Shershah Syed, destacado ginecologista de Carachi, reconhecido por ser um defensor dos direitos da mulher, não tem esperanças de que os médicos reduzam a mortalidade materna no Paquistão. “Os médicos, e em especial as mulheres, nunca trabalharão nas áreas com altos índices de mortalidade materna. Apenas uma parteira da área pode trabalhar ali e dar assistência obstétrica básica”, disse. Farid Midhet, diretor de Pesquisas Médicas da Faculdade de Medicina da Universidade de Qassim, na Arábia Saudita, responsabiliza os ministros da Saúde e do Bem-Estar do Paquistão por sua falta de visão e por não promoverem a formação de parteiras como uma profissão à parte, em lugar de associada à enfermagem.

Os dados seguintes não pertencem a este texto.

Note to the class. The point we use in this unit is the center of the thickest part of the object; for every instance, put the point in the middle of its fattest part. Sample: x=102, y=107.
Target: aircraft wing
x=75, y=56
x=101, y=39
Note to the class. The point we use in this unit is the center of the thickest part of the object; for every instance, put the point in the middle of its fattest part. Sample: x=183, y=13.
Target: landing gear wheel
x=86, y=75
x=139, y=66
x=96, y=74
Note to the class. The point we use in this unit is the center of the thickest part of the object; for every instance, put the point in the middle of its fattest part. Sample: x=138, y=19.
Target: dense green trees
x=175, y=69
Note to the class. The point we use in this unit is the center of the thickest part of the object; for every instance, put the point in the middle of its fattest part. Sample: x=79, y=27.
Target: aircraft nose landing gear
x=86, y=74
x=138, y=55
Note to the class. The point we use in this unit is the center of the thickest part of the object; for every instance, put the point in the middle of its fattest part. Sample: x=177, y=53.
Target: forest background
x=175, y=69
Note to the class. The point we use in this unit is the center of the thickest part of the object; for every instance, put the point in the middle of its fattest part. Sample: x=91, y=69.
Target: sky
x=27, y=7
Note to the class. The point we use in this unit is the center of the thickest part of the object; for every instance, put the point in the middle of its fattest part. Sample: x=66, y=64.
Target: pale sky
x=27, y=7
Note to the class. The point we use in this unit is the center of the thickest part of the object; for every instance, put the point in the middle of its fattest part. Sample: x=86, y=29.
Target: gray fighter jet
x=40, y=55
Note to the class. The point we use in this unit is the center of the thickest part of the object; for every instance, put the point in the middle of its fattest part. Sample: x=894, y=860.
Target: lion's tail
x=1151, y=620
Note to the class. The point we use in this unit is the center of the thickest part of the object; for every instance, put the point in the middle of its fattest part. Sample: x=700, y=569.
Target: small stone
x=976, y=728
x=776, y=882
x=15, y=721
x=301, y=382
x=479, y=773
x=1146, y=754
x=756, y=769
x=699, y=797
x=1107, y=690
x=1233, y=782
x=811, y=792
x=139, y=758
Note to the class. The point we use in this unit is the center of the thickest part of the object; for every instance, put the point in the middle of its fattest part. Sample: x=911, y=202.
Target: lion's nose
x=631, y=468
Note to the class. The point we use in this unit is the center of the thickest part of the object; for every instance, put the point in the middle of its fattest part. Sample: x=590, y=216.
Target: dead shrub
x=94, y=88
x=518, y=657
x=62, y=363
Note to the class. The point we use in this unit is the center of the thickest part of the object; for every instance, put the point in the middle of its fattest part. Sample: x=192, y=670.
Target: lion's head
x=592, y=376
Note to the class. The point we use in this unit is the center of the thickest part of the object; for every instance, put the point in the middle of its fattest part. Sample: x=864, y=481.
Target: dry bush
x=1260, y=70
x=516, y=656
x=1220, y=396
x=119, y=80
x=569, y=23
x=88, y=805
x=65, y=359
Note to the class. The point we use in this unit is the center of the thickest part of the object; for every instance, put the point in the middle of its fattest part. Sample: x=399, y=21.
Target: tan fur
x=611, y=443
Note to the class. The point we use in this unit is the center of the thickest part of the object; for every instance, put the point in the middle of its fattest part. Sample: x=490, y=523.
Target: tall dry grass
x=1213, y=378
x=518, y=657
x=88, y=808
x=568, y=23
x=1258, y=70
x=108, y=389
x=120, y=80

Atualmente, a lei de enfermagem está em discussão. Além disso, são feitos cursos rápidos para formar professores de parteiras, testar um novo programa de formação de parteiras comunitárias e fortalecer os centros de saúde para que sejam capazes de dar apoio a elas. O Ministério da Saúde lançou, em 2008, um plano nacional de capacitação de parteiras comunitárias de cinco anos, dentro do programa de saúde materna, neonatal e infantil, destinado a formar cerca de 12 mil profissionais e distribuí-las nas áreas mais pobres do país. Os cursos contam com 6.263 alunas e 1.230 já o completaram.

O plano “nos dá esperança de que, com as parteiras diplomadas, chegaremos a cumprir os objetivos 4 e 5 até 2015”, disse Nabila Zaka, especialista em saúde materna e infantil do Unicef, referindo-se à redução de mortes infantil e materna. Porém, “é preciso fazer mais, especialmente quanto aos aspectos práticos da capacitação, que deve ser reforçada”, afirmou Imtiaz Kamal, presidente da Associação de Obstetrícia do Paquistão, que inclui parteiras e obstetras. “Há uma necessidade urgente de contar com mecanismos de regulação da prática obstétrica para proteger parteiras e pacientes”, ressaltou.

Também preocupa Kamal o fato de “uma maioria de parteiras receber diploma apenas por seu bom rendimento teórico”, disse. Inclusive, “o Paquistão carece de um programa para formar professores de parto. Os de enfermagem capacitam as parteiras”, acrescentou. Mas esse problema já está sendo resolvido, disse Zaka, do Unicef. Por exemplo, já foram identificadas parteiras em comunidades onde existem possibilidades de ficarem trabalhando e estão sendo capacitadas nos centros de saúde locais. “Essas parteiras comunitárias ficarão registradas e seguirão as normas do Conselho de Enfermagem do Paquistão e farão seu trabalho sob supervisão das autoridades sanitárias de seu distrito”, explicou.